Our website, application, and data warehouse all reside within a private, firewalled environment that is exclusive to Qaravan. This infrastructure is physically located within a modern, highly secure data center that conforms to the internationally recognized ISO/IEC 27001 security protocols.
It has recently been audited by PWC and given a "clean opinion" relative to internal control standards established by the American Institute of Certified Publick Accountants (AICPA).
With regards to personal financial information, no credit card information is ever seen or stored by Qaravan. This information is managed entirely by one of the nation’s most trusted payment gateways, Stripe, which maintains strict “air gapped” encryption key pairs, strong DSS storage protocols, and a Level 1 PCI Compliance rating (the highest in the industry).
For our web-based software, Qaravan’s first line of defense is similar to the banking industry’s “Know Your Customer” protocols—we make sure we’re serving real people who have responsible intentions. One way we screen out the bad guys is by requiring users to activate their trial through a corporate email accounts. We routinely screen for and investigate new accounts activated through free and ISP-based email providers (gmail, yahoo, verizon, etc.). Additionally, we ask that users adhere to an enhanced set of standards when creating an account password.

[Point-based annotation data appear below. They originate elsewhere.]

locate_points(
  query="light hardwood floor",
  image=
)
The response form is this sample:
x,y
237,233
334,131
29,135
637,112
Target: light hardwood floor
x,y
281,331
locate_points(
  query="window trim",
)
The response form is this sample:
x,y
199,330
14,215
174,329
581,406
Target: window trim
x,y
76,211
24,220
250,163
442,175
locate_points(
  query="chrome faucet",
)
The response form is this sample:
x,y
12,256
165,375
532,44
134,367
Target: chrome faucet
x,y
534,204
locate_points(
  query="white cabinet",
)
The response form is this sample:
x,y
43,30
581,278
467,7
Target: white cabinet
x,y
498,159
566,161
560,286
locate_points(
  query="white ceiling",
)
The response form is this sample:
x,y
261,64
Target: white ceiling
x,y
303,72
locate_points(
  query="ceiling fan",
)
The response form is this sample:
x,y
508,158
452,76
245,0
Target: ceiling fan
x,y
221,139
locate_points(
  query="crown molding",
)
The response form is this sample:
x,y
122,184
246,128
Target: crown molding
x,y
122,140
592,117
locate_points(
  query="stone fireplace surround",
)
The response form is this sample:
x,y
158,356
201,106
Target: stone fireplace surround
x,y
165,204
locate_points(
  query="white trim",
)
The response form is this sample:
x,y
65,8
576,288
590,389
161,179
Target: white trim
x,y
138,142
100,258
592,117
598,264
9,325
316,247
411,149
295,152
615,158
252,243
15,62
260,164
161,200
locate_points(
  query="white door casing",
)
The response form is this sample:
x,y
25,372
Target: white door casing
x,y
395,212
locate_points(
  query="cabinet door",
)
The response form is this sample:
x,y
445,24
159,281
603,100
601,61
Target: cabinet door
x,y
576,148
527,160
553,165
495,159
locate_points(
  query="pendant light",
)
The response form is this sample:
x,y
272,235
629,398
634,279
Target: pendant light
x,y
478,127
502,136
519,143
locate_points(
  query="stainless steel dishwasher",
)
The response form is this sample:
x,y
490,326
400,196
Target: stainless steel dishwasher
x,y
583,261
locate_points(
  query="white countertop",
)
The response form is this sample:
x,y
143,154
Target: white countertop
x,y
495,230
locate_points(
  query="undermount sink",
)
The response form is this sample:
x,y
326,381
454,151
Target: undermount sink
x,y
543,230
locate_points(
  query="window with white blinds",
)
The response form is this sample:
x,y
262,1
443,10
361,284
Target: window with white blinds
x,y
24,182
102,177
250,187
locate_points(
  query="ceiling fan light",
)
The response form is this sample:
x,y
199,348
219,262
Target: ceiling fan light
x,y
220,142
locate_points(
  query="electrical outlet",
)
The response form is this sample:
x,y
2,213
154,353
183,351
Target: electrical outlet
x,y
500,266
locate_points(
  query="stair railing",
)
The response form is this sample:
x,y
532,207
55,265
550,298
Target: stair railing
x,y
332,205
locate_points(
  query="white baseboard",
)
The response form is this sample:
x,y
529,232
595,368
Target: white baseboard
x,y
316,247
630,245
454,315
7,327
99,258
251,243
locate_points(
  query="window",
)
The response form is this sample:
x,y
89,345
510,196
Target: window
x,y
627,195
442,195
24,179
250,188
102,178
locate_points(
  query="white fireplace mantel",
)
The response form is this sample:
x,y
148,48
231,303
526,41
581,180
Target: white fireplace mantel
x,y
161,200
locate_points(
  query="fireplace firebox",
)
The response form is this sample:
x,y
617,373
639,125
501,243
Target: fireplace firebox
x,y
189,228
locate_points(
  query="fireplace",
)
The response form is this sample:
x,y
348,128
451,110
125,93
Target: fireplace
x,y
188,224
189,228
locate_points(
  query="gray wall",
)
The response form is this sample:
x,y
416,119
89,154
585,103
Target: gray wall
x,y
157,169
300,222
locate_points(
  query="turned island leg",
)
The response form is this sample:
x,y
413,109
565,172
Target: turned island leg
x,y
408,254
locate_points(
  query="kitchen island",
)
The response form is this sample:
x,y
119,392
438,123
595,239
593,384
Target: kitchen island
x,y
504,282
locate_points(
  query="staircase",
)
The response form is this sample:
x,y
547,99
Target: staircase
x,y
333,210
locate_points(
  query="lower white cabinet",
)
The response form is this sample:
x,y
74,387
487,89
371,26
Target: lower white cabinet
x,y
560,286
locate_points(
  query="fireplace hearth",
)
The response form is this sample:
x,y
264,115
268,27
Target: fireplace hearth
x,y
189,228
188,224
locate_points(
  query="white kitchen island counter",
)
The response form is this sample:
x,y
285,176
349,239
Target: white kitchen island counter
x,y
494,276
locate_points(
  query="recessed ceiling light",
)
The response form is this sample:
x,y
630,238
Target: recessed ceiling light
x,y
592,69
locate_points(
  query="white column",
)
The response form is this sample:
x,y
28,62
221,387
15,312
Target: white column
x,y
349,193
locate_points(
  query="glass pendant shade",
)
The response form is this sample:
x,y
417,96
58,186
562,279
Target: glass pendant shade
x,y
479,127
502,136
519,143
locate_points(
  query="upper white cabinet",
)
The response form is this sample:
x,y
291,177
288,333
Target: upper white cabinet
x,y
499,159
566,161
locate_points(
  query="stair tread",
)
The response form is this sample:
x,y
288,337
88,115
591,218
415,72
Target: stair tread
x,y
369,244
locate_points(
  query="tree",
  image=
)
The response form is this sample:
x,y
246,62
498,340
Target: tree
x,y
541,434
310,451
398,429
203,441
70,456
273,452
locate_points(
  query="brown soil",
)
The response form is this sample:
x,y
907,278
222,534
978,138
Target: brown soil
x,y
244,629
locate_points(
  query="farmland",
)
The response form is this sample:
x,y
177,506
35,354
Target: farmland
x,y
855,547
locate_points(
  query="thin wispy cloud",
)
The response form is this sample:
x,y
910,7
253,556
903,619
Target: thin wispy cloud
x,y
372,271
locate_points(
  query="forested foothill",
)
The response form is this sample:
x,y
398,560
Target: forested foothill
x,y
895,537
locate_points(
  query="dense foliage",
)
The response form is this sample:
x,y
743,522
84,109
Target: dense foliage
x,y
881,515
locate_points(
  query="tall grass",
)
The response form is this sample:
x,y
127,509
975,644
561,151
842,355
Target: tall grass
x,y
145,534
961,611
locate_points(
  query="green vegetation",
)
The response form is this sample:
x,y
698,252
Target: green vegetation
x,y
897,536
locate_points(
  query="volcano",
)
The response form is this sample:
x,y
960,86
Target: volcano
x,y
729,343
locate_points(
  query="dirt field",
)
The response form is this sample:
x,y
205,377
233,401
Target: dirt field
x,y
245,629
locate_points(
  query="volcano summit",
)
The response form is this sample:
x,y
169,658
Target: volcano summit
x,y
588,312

Finally, after a user has been cleared to establish an account, the only way to authenticate and access the Qaravan application is through our enterprise class firewall over our encrypted network. Qaravan’s Comodo SSL “Extended Validation” certificate provides a 2048-bit protocol (the highest assurance level available), 99.9% browser recognition, and a $1,750,000 relying party warranty.
For our downloadable applications, like the Qaravan Excel Add-In, we digitally stamp our code with a Comodo Code Signing Certificate to verify that it is an authenticate, unaltered product provided directly from us.
By taking rigorous steps like these, we can maintain a high level of security, without compromising your user experience.